For me it's been a little bit like winter smelt fishing, where often I hear "you should have been here last tide."
While each year there are reports of successful squid jiggers early in the season, this summer anglers are catching squid like no other.
Explanations as to why vary. Certainly it was an early spring. Since early June, it's been relatively dry.
Winds and currents don't seem to be as strong, either, allowing ocean temperatures to warm more than usual. In fact, temperatures offshore at Jeffreys Ledge last week were in the high 60s and sharks were abundant.

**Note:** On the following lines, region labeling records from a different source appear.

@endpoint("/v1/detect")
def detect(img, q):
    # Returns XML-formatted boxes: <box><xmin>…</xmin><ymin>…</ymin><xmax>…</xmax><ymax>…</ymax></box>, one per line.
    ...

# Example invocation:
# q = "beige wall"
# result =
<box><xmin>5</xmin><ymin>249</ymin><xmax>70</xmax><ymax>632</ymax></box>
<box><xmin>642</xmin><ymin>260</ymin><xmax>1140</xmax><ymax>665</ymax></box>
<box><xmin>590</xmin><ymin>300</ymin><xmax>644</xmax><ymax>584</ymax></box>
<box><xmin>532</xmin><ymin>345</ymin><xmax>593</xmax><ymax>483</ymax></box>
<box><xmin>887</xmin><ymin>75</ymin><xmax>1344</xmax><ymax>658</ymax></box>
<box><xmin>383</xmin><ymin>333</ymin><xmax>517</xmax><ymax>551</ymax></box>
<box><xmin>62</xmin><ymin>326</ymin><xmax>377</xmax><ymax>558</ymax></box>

Squid love the warmer water. In the winter, they are found offshore in the deeper water that is spared the freezing coastal temperatures. As the water warms, they begin their migration inshore.

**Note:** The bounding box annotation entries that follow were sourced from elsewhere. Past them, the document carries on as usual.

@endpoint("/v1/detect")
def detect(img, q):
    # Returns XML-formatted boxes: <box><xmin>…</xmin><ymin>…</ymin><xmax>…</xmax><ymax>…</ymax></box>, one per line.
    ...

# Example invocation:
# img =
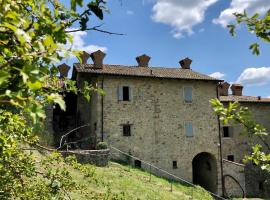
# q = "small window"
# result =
<box><xmin>123</xmin><ymin>124</ymin><xmax>131</xmax><ymax>136</ymax></box>
<box><xmin>123</xmin><ymin>86</ymin><xmax>130</xmax><ymax>101</ymax></box>
<box><xmin>134</xmin><ymin>160</ymin><xmax>142</xmax><ymax>168</ymax></box>
<box><xmin>227</xmin><ymin>155</ymin><xmax>234</xmax><ymax>162</ymax></box>
<box><xmin>118</xmin><ymin>86</ymin><xmax>132</xmax><ymax>101</ymax></box>
<box><xmin>222</xmin><ymin>126</ymin><xmax>233</xmax><ymax>138</ymax></box>
<box><xmin>184</xmin><ymin>86</ymin><xmax>193</xmax><ymax>103</ymax></box>
<box><xmin>259</xmin><ymin>181</ymin><xmax>264</xmax><ymax>191</ymax></box>
<box><xmin>173</xmin><ymin>160</ymin><xmax>177</xmax><ymax>169</ymax></box>
<box><xmin>185</xmin><ymin>122</ymin><xmax>193</xmax><ymax>137</ymax></box>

Squid are mollusks, related to clams, oysters and scallops. But squid are different in that they lack an external shell. They do, however, have an internal shell, and that's a transparent support structure called a pen inside their mantle or body.
The Gulf of Maine is home to two squid species, long-finned squid that grow up to 17 inches in length, and boreal or short-finned squid that are up to 9 inches in length. I wish I could tell you which type I've been catching but well, you know the story.

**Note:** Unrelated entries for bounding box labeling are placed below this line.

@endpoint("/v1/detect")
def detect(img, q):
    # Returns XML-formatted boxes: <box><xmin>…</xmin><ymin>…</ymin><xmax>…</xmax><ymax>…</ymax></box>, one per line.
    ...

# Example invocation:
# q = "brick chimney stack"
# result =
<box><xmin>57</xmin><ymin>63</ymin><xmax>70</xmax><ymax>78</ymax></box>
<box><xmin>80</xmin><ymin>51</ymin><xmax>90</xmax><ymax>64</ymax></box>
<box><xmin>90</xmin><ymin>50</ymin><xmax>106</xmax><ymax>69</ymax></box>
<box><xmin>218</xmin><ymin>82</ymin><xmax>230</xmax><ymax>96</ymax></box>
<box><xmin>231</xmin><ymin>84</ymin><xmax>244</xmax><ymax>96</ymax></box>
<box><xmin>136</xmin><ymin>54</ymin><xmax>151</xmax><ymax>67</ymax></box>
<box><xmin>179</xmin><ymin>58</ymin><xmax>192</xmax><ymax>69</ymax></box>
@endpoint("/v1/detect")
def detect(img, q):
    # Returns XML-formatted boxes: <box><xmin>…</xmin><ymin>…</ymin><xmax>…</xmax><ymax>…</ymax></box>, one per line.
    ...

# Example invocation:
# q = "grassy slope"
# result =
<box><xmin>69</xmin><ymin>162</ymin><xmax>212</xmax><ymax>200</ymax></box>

Squid move along their way by drawing water into their mantle cavity and expelling it out a siphon at the base of their mantle. This quickly propels them through the water.
As is well known, squid also possess an ink sac, which they excrete for a magic act that allows them to disappear from many predators.
Squid use their two long tentacles and eight shorter arms to capture food and transfer it to their mouth, which consists of a hard beak at the central base of their head. Adult squid feed on small fish such as herring, mackerel, hake and menhaden, among others. But just about every type of adult fish feast on squid, making squid a vital link in the Gulf of Maine ecosystem.
Most squid fisherman are having luck at night. Inshore squid are drawn to bright lights, and anglers using squid jigs on lobster wharves, town docks and marina piers are having luck. Tide doesn't seem to matter, but being at the right place at the right time does. Boat anglers and some savvy dock anglers have used submersible lights with great success.
Squid jigs, a brightly colored, sometimes glowing torpedo-shaped jig that instead of hook seems has two rings of upturned needles, are working for most folks. I am going to try some different colors in different locations in hopes of finding the right combination. This summer you can find them at most tackle shops if they aren't sold out.
Earlier this summer, I was told that you could catch them on any dock with a light. After I proved that wrong, I have been pointed to docks and wharves in Portland, Harpswell and Boothbay. I have heard whisperings of other locations, which I plan to keep secret but may share in success.
So my next squidding sojourn will be later this week, and the cod, mackerel, blues and bass will have to wait, because what began as a curiosity has now turned into a quest.
A quest that can only successfully end with a catch of calamari.
Mark Latti is a Registered Maine Guide, and the Landowner Relations/ Recreational Access Coordinator for the Department of Inland Fisheries and Wildlife.